From 1989 to 2002, Balling received more than $679,000 from fossil-fuel-industry organizations; as of 2007, he also had received more than $7 million in research funding from the National Science Foundation and the EPA. He has also come under scrutiny because he was listed as a tentative author of the Heartland Institute's NIPCC report; however, ASU's vice president of public affairs, Virgil Renzulli, pointed out that this did not imply that Balling had been receiving money from Heartland. Balling himself added that his prior involvement with the Heartland Institute's activities amounted only to appearing at a luncheon they held in 2008.

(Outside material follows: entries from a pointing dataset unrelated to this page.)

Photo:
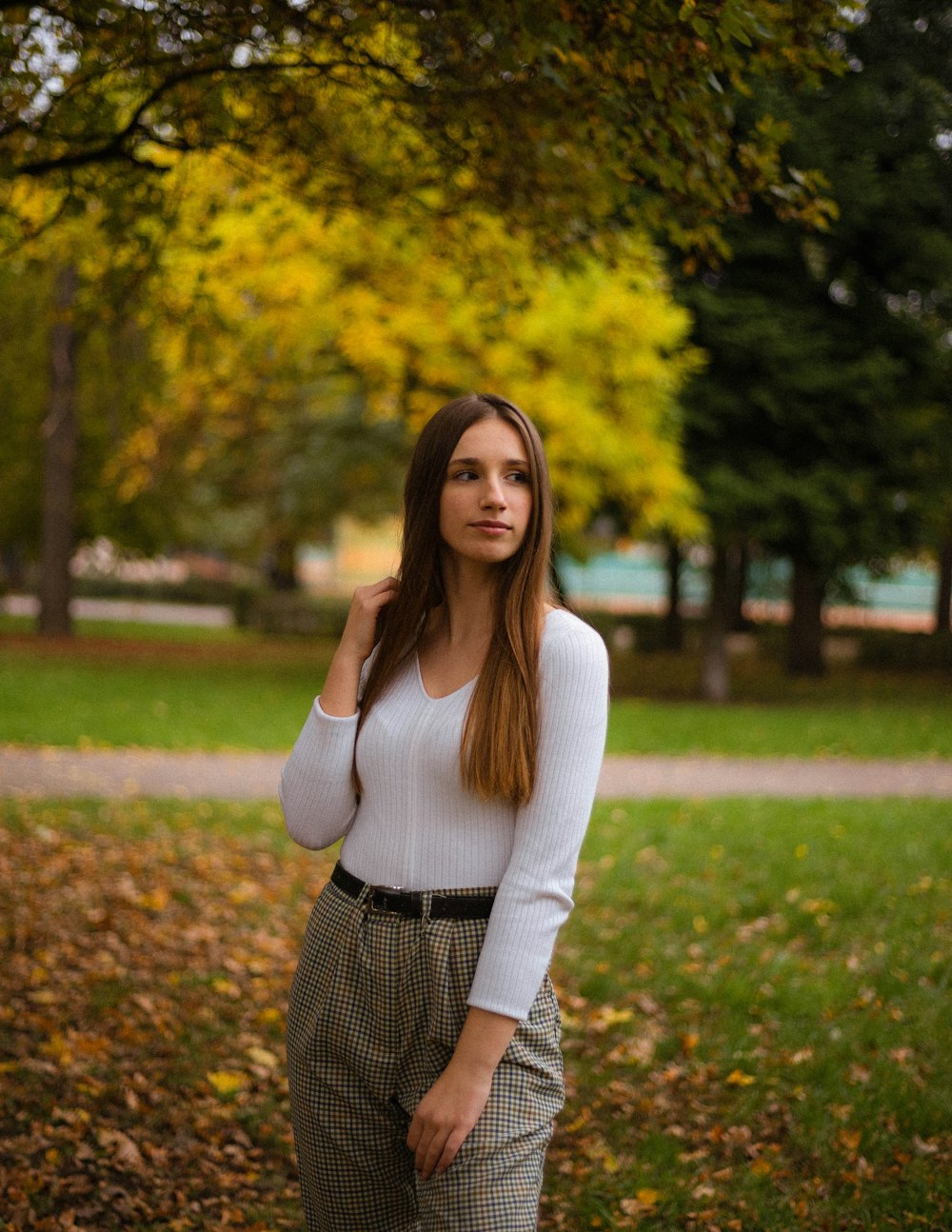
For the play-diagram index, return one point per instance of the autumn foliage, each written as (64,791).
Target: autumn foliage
(754,1018)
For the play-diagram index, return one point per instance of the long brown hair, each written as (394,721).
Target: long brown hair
(498,750)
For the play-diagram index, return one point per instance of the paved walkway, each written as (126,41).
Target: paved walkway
(109,772)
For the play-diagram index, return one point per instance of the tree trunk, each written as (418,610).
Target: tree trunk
(738,623)
(716,673)
(282,566)
(804,646)
(674,625)
(943,596)
(61,439)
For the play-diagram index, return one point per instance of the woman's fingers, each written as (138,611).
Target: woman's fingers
(444,1120)
(361,627)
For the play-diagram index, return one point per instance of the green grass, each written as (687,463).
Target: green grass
(235,690)
(919,727)
(755,998)
(759,1018)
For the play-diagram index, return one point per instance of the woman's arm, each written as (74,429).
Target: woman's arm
(447,1113)
(535,892)
(317,792)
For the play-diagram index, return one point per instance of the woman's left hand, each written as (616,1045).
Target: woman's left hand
(445,1118)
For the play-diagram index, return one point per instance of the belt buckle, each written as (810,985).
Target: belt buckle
(373,908)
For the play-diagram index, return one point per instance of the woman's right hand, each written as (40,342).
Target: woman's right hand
(339,695)
(360,632)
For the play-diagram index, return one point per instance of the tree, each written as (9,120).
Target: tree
(557,116)
(289,340)
(814,427)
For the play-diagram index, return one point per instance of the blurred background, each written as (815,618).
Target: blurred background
(248,248)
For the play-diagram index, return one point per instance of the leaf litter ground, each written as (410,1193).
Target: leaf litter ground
(755,1002)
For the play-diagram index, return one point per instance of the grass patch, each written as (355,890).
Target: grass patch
(871,727)
(237,690)
(755,997)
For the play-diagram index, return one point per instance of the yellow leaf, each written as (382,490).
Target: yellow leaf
(264,1057)
(227,1082)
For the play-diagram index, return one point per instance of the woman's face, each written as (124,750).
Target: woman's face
(486,498)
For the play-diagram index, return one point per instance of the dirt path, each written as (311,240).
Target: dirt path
(109,772)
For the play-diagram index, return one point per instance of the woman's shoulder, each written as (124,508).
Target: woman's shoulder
(563,628)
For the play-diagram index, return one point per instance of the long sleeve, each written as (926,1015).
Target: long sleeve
(535,893)
(317,793)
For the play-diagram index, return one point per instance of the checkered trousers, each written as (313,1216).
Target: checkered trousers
(376,1008)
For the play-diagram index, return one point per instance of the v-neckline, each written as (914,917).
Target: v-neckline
(443,696)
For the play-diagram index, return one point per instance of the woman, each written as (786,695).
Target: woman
(458,758)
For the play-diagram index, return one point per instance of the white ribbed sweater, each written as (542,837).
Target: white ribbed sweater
(419,828)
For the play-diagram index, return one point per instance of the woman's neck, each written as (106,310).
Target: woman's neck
(468,610)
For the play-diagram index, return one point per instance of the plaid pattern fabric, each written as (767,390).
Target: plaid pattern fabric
(376,1006)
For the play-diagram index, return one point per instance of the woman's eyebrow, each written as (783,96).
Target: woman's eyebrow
(478,461)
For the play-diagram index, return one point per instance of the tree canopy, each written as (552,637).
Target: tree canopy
(821,427)
(568,117)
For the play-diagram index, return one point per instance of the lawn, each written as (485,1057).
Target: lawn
(233,690)
(755,997)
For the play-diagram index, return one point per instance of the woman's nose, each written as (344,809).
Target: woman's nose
(493,493)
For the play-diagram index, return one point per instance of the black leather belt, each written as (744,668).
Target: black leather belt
(410,902)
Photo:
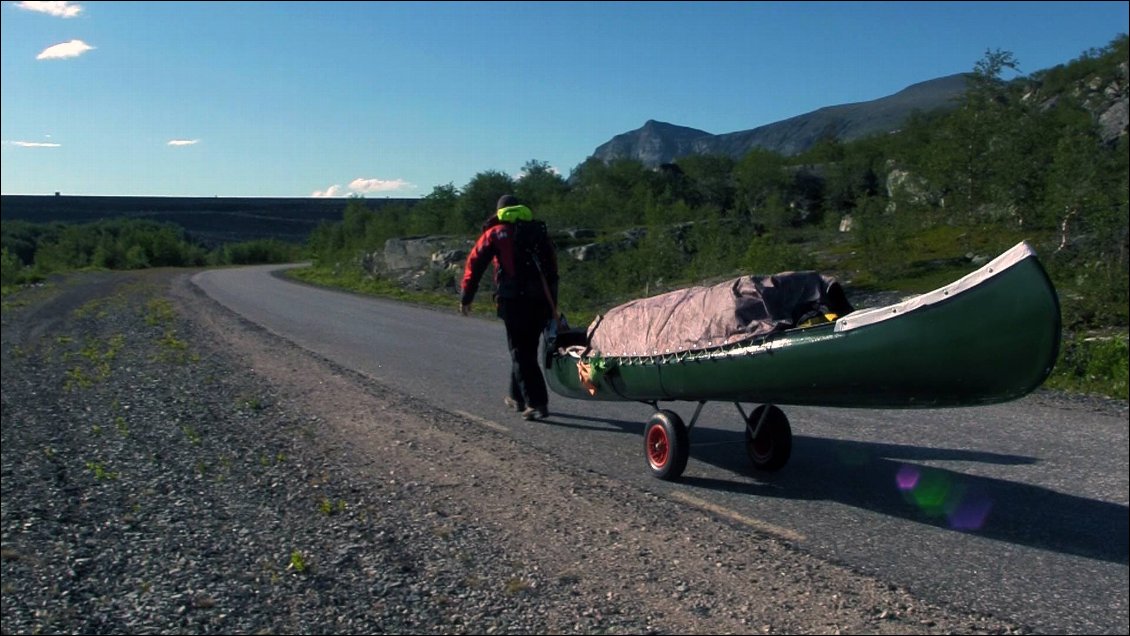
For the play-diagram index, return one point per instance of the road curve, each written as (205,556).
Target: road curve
(1018,510)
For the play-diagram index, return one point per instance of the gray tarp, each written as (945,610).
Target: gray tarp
(702,318)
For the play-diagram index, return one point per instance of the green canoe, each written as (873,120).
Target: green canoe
(990,337)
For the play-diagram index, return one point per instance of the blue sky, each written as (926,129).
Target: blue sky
(396,98)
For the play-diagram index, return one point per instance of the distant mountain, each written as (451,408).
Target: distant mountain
(658,142)
(210,220)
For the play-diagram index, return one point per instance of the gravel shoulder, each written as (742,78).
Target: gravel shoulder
(171,468)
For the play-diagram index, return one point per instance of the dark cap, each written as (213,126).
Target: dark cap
(505,201)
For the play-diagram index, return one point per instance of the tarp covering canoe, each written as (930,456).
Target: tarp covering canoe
(706,316)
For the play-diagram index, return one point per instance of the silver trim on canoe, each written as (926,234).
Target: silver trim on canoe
(994,267)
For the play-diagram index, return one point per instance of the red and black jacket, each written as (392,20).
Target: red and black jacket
(518,250)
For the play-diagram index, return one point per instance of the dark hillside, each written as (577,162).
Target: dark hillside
(211,220)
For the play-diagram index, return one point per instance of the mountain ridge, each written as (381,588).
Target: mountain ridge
(660,142)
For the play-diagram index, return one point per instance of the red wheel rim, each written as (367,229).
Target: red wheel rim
(658,446)
(762,446)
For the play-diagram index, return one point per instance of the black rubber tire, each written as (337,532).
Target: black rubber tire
(773,445)
(666,445)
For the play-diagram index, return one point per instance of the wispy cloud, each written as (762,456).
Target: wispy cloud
(36,145)
(365,185)
(331,191)
(58,9)
(72,49)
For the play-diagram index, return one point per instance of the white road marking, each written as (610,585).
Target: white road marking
(484,421)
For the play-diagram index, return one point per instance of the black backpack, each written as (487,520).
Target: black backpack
(531,237)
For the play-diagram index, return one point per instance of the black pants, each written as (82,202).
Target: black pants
(524,322)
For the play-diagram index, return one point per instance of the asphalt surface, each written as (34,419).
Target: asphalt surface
(1017,510)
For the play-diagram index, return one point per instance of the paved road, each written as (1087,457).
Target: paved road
(1017,510)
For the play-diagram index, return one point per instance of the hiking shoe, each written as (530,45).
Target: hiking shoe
(536,412)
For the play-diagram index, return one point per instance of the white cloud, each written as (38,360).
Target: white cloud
(35,145)
(59,9)
(331,191)
(72,49)
(553,170)
(379,185)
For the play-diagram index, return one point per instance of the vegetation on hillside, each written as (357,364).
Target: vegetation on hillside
(1014,160)
(29,252)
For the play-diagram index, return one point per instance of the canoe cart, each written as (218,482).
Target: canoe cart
(793,338)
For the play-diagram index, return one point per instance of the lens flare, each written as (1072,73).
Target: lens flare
(936,493)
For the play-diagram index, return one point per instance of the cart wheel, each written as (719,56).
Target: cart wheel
(666,445)
(771,449)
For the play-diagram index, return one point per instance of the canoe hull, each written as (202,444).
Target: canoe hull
(993,341)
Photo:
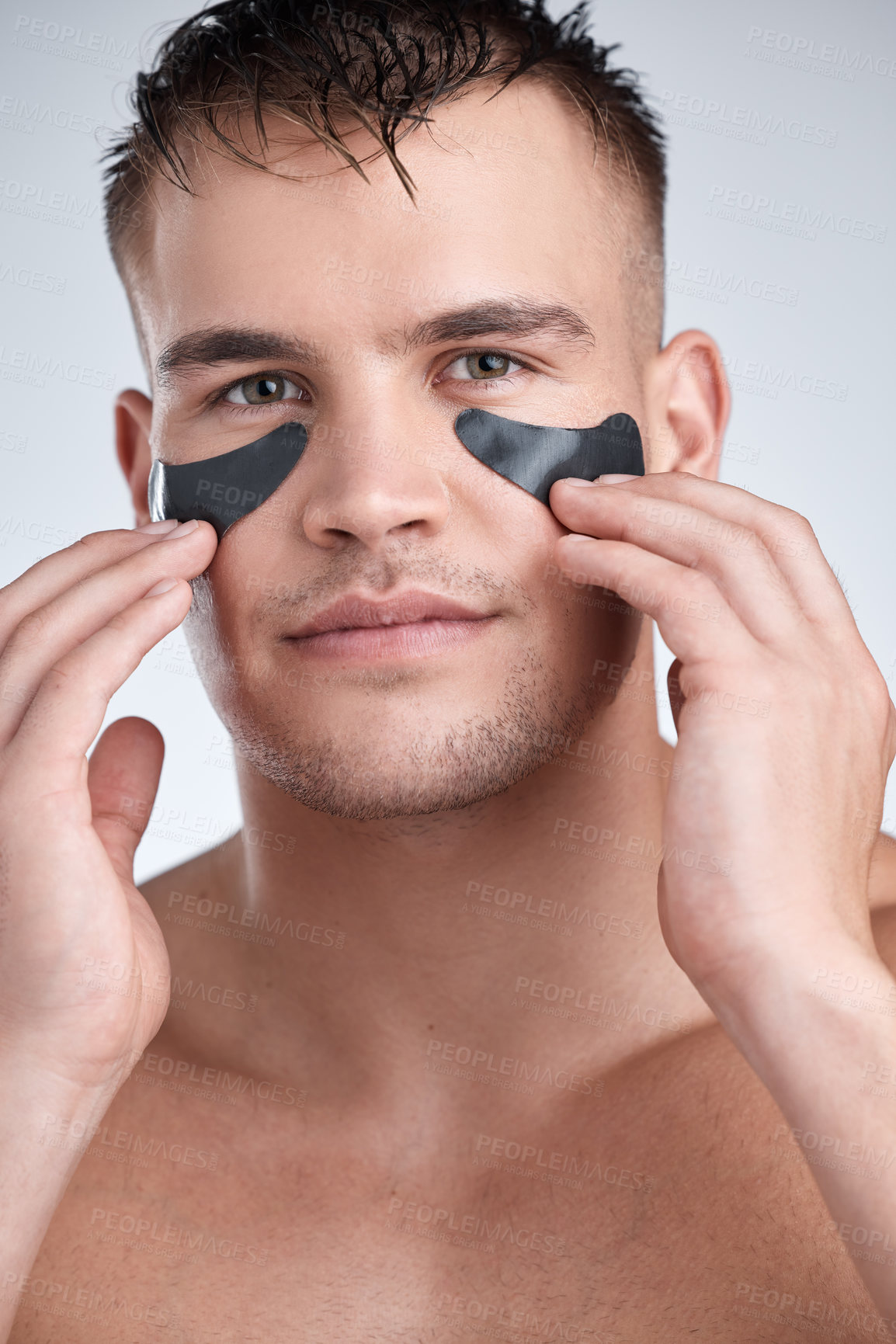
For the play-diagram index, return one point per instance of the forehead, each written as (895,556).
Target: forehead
(508,200)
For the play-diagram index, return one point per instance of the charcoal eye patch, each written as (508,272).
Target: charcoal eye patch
(537,456)
(224,489)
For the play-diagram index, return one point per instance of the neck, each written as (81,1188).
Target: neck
(438,937)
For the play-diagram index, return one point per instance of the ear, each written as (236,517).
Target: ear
(688,404)
(134,424)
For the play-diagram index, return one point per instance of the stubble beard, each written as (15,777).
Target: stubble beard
(441,769)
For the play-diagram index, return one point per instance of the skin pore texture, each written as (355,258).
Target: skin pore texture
(384,499)
(426,801)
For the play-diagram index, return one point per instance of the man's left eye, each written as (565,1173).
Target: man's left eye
(485,366)
(259,391)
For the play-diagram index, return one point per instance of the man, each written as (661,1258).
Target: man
(498,1016)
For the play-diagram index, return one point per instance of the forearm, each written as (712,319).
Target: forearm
(44,1127)
(820,1058)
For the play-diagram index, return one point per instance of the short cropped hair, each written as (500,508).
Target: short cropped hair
(383,64)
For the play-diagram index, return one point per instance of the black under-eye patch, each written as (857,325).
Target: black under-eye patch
(537,456)
(224,488)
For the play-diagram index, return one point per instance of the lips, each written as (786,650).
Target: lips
(406,627)
(360,613)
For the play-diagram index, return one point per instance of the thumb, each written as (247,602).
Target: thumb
(123,779)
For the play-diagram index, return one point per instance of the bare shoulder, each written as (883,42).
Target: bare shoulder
(881,897)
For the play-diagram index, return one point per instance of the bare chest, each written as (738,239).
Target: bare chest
(677,1206)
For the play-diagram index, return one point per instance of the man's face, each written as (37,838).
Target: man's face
(375,325)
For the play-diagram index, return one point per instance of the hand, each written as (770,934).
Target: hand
(84,965)
(786,730)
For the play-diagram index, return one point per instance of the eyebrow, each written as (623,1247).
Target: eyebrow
(512,318)
(227,345)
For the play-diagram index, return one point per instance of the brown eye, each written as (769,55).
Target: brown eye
(259,390)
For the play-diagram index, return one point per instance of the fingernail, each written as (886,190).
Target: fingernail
(183,530)
(167,524)
(163,586)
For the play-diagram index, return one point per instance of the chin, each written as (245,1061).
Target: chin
(438,768)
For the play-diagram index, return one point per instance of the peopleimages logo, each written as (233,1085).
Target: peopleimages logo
(767,43)
(790,217)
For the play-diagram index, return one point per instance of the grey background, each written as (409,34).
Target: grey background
(748,90)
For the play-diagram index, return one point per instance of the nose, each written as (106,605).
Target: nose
(370,487)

On February 24, 2015, Arizona State Representative Raúl Grijalva wrote letters to seven universities where climate change deniers (including Balling) worked, citing concerns about these scientists' conflicts of interest and non-disclosure of corporate funding. In these letters, Grijalva requested records on the funding and testimony prepared before a government body.

==Books==
- Robert C. Balling, The Heated Debate: greenhouse predictions versus climate reality, Pacific Research Institute for Public Policy, April 1992, ISBN 0-936488-47-6
- Robert C. Balling, and Martin A. J. Williams, Interactions of Desertification & Climate, Oxford University Press, October 1995, ISBN 0-340-63217-8
- Patrick Michaels and Robert C. Balling, The Satanic Gases: clearing the air about global warming, Cato Institute, 2000 ASIN: 1882577914
- Patrick Michaels and Robert C. Balling, Climate of extremes: global warming science they don't want you to know, Cato Institute, 2009

==Views on global warming==
Balling believes that humans are increasing the level of CO2 in Earth's atmosphere, and that the Earth should warm as a result. Balling also considers the mainstream description of climate change to be "a vastly overrated threat whose proposed solutions are worse than the problem." In particular, he has dismissed the idea that use of renewable energy could be an effective strategy for combating global warming as "absurd." In the book Climate of Extremes, Balling, along with his co-author Patrick Michaels, contend that certain phenomena usually attributed to anthropogenic global warming have actually been occurring for more than a century. The phenomena named include the loss of ice on Mount Kilimanjaro. Balling has made similar statements about current sea level rise; namely, that it has been occurring for 8,000 years and it is therefore "quite a stretch" to blame it on global warming.

===Reaction to Balling's views on global warming===
In the December 1995 issue of Harper's Magazine, Ross Gelbspan described Balling and other global warming deniers as "extraordinarily adept at draining the [global warming] issue of all sense of crisis." Climate of Extremes was reviewed in Foreign Affairs by Richard N. Cooper, who concluded that "Even if the authors have cherry-picked their scientific papers, this book is a useful antidote to the heavy dose of hype to which the public is regularly subjected." By contrast, The Satanic Gases, another Balling-Michaels collaboration which was published in 2000, received a scathing review from American Scientist. Reviewer John Firor argued that the book "does not fulfill" its claim (on the dust jacket) that global warming predictions are "simply wrong", that Michaels and Balling criticized the Kyoto Protocol without having read it, and that they quoted a well-known scientist out of context. After Balling wrote an article for TCS Daily harshly criticizing An Inconvenient Truth as scientifically inaccurate, his article was itself criticized as inaccurate by Judd Legum, who said that the article used "misleading scientific arguments." Legum's critique was endorsed by geochemist Eric Steig, a contributor to RealClimate, who said that "All those points are accurate," and that "Some of them could probably have been stronger; that is, Balling is even more wrong that Legum indicates."